Il ministero della Salute della Repubblica Democratica del Congo parla di circa 350 casi sospetti e almeno 91 morti ufficiali legati al virus. La provincia più colpita resta Ituri, dove il contagio continua a espandersi. Tra gli americani esposti, uno avrebbe cominciato a mostrare sintomi riconducibili all’Ebola, mentre altri tre sono sotto stretta osservazione per un’esposizione ad alto rischio. Al momento, però, nessuno di loro è stato confermato come infetto. Le autorità seguono la situazione con massima attenzione.
Il virus coinvolto è il ceppo Bundibugyo, noto per la sua pericolosità e per l’assenza di vaccini o cure approvate. Gli Stati Uniti, tramite i CDC, hanno annunciato l’intenzione di mettere in sicurezza e far tornare a casa gli americani coinvolti, senza però entrare nel dettaglio sui numeri. Si sta valutando il trasferimento in strutture di quarantena, con una possibile destinazione in una base militare Usa in Germania, anche se questa ipotesi non è stata ancora confermata ufficialmente.
La gestione dell’emergenza Ebola in Congo e i cittadini americani coinvolti
Le organizzazioni sanitarie internazionali mantengono alta la guardia. L’OMS teme che il contagio sia più diffuso di quanto si possa vedere oggi e ha invitato i Paesi vicini, come Uganda, Ruanda e Nigeria, a stringere i controlli alle frontiere. Il Ruanda ha già rafforzato i controlli lungo il confine con il Congo, mentre la Nigeria segue la situazione con grande attenzione, consapevole del rischio di un’ulteriore diffusione.
Un punto chiave resta il rispetto delle norme durante i funerali. L’OMS ricorda le drammatiche lezioni della crisi del 2014-2016 in Africa occidentale, quando le pratiche tradizionali di lavaggio dei corpi hanno contribuito a far esplodere l’epidemia. Jean Kaseya, direttore dei Centri africani per il controllo e la prevenzione delle malattie, sottolinea che, “senza vaccini o farmaci efficaci, l’unica arma resta la rigorosa applicazione delle misure di sicurezza.”
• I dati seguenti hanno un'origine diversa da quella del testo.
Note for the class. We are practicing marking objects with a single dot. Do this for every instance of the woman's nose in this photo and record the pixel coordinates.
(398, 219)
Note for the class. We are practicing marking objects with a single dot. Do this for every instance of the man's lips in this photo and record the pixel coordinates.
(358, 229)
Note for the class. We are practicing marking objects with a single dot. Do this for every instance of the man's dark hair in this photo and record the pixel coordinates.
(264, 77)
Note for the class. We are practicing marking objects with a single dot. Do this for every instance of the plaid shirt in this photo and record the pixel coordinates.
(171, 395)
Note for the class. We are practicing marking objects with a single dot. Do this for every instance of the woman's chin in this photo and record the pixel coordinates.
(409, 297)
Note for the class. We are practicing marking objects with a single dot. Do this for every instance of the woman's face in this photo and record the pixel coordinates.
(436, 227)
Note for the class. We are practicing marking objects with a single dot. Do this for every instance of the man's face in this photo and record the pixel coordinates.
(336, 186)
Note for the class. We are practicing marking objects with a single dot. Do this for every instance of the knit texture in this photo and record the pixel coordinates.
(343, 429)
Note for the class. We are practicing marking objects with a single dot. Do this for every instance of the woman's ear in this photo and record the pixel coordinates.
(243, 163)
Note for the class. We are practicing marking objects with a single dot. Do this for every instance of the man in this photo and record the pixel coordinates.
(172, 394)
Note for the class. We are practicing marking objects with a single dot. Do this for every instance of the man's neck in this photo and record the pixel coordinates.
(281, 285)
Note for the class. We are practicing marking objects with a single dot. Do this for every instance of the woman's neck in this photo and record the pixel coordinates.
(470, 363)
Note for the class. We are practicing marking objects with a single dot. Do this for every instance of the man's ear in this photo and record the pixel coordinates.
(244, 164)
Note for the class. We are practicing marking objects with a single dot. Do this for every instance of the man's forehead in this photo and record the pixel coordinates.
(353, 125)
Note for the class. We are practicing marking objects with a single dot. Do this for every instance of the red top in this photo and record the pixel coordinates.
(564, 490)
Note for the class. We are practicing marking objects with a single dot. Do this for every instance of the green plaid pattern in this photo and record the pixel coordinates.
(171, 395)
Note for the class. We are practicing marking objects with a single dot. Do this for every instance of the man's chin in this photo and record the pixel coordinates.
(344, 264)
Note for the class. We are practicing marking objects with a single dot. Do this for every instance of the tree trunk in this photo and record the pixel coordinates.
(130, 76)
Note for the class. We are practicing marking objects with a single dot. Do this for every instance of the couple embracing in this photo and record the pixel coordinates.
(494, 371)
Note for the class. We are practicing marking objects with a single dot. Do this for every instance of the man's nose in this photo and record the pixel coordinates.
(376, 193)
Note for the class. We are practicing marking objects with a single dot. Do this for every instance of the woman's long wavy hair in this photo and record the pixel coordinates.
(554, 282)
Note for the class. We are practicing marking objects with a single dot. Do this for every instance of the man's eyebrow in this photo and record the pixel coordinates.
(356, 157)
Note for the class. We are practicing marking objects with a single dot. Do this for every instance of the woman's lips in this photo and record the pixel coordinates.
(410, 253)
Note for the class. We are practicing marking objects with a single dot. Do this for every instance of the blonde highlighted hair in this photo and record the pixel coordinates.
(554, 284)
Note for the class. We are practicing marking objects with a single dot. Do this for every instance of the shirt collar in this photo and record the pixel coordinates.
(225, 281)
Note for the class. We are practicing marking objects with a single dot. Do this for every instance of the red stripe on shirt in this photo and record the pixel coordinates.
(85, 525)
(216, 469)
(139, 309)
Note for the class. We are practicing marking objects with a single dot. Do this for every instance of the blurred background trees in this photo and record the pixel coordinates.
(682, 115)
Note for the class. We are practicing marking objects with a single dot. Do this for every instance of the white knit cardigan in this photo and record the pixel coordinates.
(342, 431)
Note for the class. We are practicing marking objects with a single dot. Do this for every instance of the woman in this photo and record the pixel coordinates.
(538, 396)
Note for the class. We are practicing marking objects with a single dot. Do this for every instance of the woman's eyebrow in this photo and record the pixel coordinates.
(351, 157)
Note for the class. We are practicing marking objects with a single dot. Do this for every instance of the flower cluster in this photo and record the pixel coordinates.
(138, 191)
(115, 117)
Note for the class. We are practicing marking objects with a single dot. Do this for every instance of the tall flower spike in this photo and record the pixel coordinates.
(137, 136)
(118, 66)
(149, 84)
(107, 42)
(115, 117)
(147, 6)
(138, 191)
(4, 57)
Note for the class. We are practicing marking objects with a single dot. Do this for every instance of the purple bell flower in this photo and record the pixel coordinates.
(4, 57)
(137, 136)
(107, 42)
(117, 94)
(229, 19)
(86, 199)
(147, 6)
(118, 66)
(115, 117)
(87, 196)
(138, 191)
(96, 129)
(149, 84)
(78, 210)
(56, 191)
Gli Stati Uniti, intanto, hanno emesso un avviso di viaggio al massimo livello, sconsigliando ogni spostamento verso la Repubblica Democratica del Congo. Per ora, il rischio per il territorio americano è considerato basso, ma la situazione resta fluida e richiede un monitoraggio continuo da parte delle autorità sanitarie di tutto il mondo.